What it feels like to paint

I wish I could share the feeling of painting with you. I have painted all my life. Right now I am painting a portrait of a friend’s dog, an interesting pit bull with one ear that stands up and the other that flops down. I place my brushes in their brush holder on the table. The brush holder is contraption of a brown plastic disc about 5 inches high, 4 inches in diameter and festooned with holes, like swiss cheese. Each brush sits in its own hole.  This way I can see all of them.

I have 25 brushed in total, 12 sable hair brushes in different sizes. Sable brushes are the finest money can buy. Normally I could not afford to buy so many but one day when I walked in my art supply store there was a display of sable brushes on clearance. They were listed at $2.50 and $3.5 each with the original priced listed at $25- $35. I didn’t believe it. I thought they weren’t real sable (you can’t tell unless you paint with them). It didn’t make sense that these brushes, if they were real sable, would be so cheap? Although I didn’t believe they were real sable, I snapped up 12. My heart was beating fast, and my breath was shallow. I felt like I was stealing, something was wrong. I was sure. I expected when I went to cash out they would tell me – No, it was a mistake. These brushes were not on sale Or that they were on sale for $25 each. When I checked out each brush rang out as priced, $2.5 and $3.5.

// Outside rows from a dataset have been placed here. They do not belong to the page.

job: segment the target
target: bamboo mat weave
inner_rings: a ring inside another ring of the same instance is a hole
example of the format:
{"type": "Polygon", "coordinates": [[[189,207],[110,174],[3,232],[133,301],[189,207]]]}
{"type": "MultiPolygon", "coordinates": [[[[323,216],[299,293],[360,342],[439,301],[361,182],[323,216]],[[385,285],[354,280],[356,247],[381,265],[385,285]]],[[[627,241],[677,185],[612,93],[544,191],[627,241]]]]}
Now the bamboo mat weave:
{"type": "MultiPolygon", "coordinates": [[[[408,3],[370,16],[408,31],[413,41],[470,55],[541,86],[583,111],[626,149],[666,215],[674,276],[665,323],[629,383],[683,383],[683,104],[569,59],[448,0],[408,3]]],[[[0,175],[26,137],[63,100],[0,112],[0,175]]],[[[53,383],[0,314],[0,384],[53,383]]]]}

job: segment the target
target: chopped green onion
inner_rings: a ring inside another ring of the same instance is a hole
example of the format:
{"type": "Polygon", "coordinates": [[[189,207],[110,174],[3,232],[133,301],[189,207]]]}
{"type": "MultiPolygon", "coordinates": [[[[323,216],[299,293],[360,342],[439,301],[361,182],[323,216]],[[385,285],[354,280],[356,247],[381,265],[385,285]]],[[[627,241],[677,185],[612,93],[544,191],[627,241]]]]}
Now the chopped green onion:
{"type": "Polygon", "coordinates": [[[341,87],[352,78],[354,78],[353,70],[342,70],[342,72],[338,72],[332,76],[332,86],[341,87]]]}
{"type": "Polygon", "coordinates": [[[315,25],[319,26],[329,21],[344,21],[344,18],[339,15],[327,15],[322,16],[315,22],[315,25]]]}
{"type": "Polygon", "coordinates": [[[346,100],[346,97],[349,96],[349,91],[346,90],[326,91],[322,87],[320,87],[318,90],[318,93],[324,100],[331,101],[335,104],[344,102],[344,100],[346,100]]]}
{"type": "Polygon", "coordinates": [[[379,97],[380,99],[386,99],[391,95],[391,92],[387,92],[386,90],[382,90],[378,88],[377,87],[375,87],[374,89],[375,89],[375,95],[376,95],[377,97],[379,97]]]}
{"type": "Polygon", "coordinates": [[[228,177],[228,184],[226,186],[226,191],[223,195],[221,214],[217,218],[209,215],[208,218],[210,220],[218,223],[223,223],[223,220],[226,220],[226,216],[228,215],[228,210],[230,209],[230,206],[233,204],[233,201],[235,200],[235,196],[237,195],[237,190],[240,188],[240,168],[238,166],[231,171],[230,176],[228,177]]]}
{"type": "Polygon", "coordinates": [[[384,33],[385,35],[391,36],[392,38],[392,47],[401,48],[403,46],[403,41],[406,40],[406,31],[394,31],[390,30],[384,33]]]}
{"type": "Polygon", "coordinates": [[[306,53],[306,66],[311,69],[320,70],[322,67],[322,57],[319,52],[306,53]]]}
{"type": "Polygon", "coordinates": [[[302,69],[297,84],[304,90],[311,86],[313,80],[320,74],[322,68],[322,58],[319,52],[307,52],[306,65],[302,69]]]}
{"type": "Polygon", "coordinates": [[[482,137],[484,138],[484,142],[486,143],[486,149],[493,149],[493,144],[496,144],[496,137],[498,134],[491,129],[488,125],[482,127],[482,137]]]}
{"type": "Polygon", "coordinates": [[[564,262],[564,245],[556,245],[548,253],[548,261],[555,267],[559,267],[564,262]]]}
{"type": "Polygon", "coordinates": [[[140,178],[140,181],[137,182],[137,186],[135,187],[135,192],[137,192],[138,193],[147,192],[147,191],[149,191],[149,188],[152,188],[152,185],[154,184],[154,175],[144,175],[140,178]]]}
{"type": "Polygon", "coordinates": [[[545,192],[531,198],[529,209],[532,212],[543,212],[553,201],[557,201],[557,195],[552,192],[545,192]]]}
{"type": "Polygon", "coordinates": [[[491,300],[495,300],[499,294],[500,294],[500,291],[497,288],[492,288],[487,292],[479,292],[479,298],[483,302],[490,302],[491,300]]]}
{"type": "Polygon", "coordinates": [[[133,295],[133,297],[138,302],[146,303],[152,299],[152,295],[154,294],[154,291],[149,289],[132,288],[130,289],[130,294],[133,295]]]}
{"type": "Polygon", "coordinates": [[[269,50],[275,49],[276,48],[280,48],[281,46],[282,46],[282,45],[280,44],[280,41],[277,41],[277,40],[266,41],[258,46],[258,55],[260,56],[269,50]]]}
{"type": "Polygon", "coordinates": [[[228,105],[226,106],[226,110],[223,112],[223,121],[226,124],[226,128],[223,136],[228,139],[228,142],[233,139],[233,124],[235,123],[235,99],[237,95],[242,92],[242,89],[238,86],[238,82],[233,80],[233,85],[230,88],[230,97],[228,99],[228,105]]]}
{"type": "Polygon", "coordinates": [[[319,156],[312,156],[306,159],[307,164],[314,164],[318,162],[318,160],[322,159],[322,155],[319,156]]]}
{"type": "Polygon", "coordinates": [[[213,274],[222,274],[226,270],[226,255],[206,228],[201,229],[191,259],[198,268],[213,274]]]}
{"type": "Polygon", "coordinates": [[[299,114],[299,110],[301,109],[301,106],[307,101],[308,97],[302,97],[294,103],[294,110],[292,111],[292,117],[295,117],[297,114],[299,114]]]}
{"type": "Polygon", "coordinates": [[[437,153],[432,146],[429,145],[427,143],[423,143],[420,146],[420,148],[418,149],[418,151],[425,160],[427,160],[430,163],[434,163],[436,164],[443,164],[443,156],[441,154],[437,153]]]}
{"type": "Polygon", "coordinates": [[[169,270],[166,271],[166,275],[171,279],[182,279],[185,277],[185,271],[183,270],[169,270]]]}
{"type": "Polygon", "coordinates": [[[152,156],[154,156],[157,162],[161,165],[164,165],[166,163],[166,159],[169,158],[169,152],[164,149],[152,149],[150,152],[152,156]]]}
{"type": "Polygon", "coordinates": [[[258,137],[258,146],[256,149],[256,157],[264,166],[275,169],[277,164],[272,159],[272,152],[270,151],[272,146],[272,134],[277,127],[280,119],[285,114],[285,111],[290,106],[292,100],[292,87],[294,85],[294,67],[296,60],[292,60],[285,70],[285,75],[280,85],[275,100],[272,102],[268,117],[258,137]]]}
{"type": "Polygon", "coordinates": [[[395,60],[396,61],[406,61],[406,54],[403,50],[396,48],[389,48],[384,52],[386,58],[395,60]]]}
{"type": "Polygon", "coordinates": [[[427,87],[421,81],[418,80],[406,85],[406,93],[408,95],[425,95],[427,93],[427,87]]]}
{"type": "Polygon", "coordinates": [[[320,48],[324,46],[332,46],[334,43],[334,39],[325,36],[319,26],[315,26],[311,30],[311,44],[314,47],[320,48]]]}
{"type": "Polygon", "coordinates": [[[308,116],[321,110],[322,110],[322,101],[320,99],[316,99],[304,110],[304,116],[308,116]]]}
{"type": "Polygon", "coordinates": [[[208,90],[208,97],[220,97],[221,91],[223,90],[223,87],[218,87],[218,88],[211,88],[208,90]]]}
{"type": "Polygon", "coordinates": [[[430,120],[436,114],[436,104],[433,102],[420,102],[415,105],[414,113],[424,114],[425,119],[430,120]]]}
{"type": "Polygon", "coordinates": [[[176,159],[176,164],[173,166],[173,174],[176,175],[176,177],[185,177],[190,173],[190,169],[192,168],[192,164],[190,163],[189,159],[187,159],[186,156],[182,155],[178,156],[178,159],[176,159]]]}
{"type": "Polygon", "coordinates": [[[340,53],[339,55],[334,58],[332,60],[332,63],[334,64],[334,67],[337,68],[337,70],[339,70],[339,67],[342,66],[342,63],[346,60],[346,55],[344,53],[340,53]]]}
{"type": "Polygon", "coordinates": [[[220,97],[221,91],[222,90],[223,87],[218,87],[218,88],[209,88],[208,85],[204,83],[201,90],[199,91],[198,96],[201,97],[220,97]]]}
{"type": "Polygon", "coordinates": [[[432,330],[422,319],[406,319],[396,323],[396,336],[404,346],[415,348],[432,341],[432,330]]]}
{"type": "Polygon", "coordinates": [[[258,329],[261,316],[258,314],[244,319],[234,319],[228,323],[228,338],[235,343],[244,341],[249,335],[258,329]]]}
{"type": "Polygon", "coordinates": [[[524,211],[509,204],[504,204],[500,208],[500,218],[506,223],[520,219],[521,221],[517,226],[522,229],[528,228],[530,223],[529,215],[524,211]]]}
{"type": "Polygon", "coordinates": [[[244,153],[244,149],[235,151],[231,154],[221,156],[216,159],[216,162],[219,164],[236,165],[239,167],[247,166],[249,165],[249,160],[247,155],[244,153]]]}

I went home I looked up the name of the brand and the prices. Sure as shit they were real sable, and some retailed for $35. I had a treasure of brushes that would cost at least $400 normally. I would never be able to afford such an indulgence, but they were mine. I was incredulous. I had bought one small sable brush years before, a tiny thing to do detail work. That brush cost me $14. I was heartbroken when I ruined it but leaving it overnight, bristles down in my paint water. I kept it thinking somehow I could revive it, looking sadly at its curved hairs.

Every time I looked at these brushes to use them I feel the same way, in awe, wholly touched by the luck of the universe. To use them is what you would expect from the best brushes money can buy. These brushes hold more paint than other brushes and make smooth sweeping crisp lines under my control. They are joy in my hand. All of this went through my mind as I picked a brush. I selected a quarter inch round bush. I dripped in burnt sienna, a dark brown paint and watched the miracle of the paint sweeping over the canvas.